Coleman discussed various experiences she’s had in makeup trailers where artists do not know how to work with her hair type or questioned her use of two foundation shades. When Coleman was 15 years old on her first television set, she said, “I had a hairdresser talk to another hairdresser about me like I wasn't there. He said, ‘Isn't it so funny that their hair is curly and their eyebrows are straight.'"

Likewise, Jamil said she opted to do her own hair and makeup; because she’s had makeup artists that applied foundation that was too white for her, or tried to contour her nose so that it would be slimmer.

When examining the industry from a “top down” perspective, Mock said that issues of representation persist in makeup trailers and lack of diversity in unions.

“You don't see a lot of Black and brown folk who are unionized to do the hair and makeup,” she said. “You have talent sitting in these chairs every day in their most vulnerable sense of self, and you don't have anyone in that trailer who looks like you — to do your hair texture, all of that stuff, and that is deeply problematic.”
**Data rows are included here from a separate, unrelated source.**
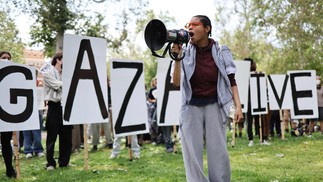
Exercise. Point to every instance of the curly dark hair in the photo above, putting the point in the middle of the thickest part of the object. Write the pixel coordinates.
(58, 56)
(206, 22)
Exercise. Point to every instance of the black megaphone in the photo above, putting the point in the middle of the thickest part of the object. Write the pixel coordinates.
(156, 35)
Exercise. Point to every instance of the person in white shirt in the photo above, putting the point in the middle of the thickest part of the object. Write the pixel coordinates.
(54, 120)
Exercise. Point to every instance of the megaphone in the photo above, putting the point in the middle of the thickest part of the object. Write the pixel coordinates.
(156, 35)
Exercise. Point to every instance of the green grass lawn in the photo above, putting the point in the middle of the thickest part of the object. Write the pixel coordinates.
(294, 159)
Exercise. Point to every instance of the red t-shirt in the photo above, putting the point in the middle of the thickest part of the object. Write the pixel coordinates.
(204, 79)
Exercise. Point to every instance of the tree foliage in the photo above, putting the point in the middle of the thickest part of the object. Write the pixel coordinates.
(280, 35)
(9, 40)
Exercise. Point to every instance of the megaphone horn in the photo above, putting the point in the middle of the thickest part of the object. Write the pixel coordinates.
(156, 35)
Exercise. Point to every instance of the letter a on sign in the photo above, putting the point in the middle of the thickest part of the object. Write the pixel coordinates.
(85, 88)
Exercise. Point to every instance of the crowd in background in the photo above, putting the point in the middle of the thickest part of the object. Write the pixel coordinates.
(273, 124)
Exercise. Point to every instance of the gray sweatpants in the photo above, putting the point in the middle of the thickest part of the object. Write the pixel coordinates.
(96, 133)
(195, 122)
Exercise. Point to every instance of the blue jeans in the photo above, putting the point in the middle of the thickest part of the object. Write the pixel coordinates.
(32, 140)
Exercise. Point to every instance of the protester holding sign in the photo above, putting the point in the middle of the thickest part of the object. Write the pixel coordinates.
(54, 119)
(6, 136)
(320, 107)
(208, 88)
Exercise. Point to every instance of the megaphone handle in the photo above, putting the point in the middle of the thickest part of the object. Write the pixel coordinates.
(174, 56)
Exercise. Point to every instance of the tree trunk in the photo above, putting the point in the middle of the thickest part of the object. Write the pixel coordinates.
(59, 41)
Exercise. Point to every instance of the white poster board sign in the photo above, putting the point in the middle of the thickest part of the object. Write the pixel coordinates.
(18, 96)
(128, 98)
(258, 92)
(279, 92)
(85, 90)
(242, 79)
(304, 94)
(168, 96)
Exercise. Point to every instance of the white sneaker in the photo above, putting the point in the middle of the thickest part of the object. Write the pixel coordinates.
(29, 155)
(40, 154)
(50, 168)
(265, 142)
(113, 156)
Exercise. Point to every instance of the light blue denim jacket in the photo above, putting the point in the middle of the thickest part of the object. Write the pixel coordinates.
(224, 61)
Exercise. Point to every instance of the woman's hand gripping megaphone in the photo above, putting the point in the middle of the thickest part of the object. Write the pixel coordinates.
(176, 50)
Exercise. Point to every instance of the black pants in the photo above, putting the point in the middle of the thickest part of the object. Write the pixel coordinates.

Most issues of representation stem from a lack of access to the industry, Russo-Young noted. Most of the women on the panel with the ability to hire, said that they tend to employ women for jobs keeping inclusion in mind.

“It’s a relationship-based business, and people hire people who they’re comfortable with,” Russo-Young said. “It’s a very vulnerable industry and it’s very expensive. People want others they can trust, especially when it comes to money.”